AI-Ready CMO

AI Marketing Pilot Proposal Template

A structured proposal template for pitching a focused AI marketing pilot to leadership. Designed for CMOs and VP-level marketers who need to secure budget and executive buy-in for a limited-scope AI initiative before full rollout. Produces a compelling, data-backed business case that addresses risk, ROI, and success metrics.

How to Use This Template

  1. 1.**Step 1: Gather Your Baseline Data & Define the Problem**
  2. 2.Before you start writing, collect current performance metrics for the area you want to improve (email open rates, content creation time, conversion rates, etc.). Interview your team to understand the specific pain point the AI pilot will address. Document the business impact of this problem—how much revenue, efficiency, or customer satisfaction is at stake? This becomes your "Current State" section and justifies why leadership should care about the pilot. Spend 1-2 days on this; it's the foundation of your entire proposal.
  3. 3.**Step 2: Select Your AI Capability & Tool**
  4. 4.Choose a specific, narrow AI application—not "AI marketing" broadly, but something concrete like "AI-powered email subject line generation" or "AI-driven audience segmentation." Evaluate 2-3 vendor options and document your selection rationale. Fill in the "What We're Testing" section with the exact tool, vendor, and pilot lead. Define clear scope boundaries (what's IN and what's NOT in scope) to manage expectations and reduce risk. This specificity signals to leadership that you've done your homework and aren't chasing hype.
  5. 5.**Step 3: Set Realistic, Measurable Success Metrics**
  6. 6.Work with your analytics and data teams to establish 2-3 primary KPIs that directly tie to business outcomes (revenue, efficiency, engagement).
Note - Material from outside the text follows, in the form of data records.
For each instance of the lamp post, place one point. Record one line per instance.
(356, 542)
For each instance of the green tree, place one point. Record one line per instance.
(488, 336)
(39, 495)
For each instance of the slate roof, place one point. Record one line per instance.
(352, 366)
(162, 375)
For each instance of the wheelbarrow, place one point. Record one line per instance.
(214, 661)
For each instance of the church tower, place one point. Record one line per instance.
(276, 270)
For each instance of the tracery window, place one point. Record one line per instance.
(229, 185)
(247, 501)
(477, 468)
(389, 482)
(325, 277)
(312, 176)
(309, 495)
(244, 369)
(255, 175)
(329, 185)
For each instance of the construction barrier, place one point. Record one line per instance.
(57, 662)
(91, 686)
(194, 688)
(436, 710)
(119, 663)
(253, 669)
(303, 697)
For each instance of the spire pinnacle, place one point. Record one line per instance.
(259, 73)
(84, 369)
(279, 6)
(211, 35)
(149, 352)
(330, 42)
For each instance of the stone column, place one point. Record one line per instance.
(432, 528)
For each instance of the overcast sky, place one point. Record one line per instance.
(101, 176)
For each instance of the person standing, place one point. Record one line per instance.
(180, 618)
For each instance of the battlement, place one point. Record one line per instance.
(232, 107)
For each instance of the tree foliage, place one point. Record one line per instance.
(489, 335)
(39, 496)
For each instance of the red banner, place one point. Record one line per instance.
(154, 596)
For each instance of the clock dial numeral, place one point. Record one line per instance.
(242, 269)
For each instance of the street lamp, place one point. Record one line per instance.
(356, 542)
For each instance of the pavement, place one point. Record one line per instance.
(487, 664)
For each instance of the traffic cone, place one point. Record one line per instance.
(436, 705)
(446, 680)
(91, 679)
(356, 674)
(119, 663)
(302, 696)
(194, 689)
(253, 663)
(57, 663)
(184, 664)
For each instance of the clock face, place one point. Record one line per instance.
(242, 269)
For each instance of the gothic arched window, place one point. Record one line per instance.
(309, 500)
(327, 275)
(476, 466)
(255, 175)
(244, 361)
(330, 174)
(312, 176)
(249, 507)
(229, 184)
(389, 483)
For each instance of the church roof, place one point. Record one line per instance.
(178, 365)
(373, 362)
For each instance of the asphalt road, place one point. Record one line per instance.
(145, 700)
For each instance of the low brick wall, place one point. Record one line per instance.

For each metric, document the current baseline, your pilot target, and the success threshold (the minimum improvement that justifies scaling). Include secondary metrics like team adoption and cost per outcome. Make sure metrics are trackable with your existing tools—don't propose metrics you can't actually measure. This section is what leadership will use to judge whether the pilot succeeded, so be honest about what's achievable in 12 weeks.
  7. 7.**Step 4: Build a Detailed Budget & Resource Plan**
  8. 8.Break down all costs: software licenses, implementation/setup, internal team time (calculate at loaded cost), infrastructure, and a 10% contingency. Assign specific team members to roles with time commitments. If you're asking for $50K, leadership needs to see exactly where that money goes and who's accountable. Include a table showing team roles, hours per week, and responsibilities. This demonstrates that you've thought through execution, not just the idea. Get finance to validate your numbers before you present.
  9. 9.**Step 5: Address Risks & Create a Decision Framework**
  10. 10.Identify 3-4 realistic risks (data quality, adoption, integration delays, compliance issues) and document mitigation strategies for each. Then create a clear "Go/No-Go" framework: what metrics must you hit to declare the pilot successful? What are your pivot or exit criteria if things aren't working by week 6? This shows leadership you're not blindly optimistic—you have a plan if things go sideways. It also gives you cover to pause or kill the pilot without it being seen as a failure.
  11. 11.**Step 6: Calculate ROI & Present the Business Case**
  12. 12.Use your success metrics to project financial impact: (expected improvement in KPI) × (audience size) × (revenue per outcome) = incremental revenue. Subtract your pilot investment to show net ROI. Even if the financial case is modest, quantify non-financial benefits (competitive advantage, team capability, customer experience). Then extrapolate: if the pilot succeeds, what's the annual impact if you scale? This gives leadership the full picture—why this matters now, what success looks like, and what it's worth if you're right. Have your CFO review the math before you present.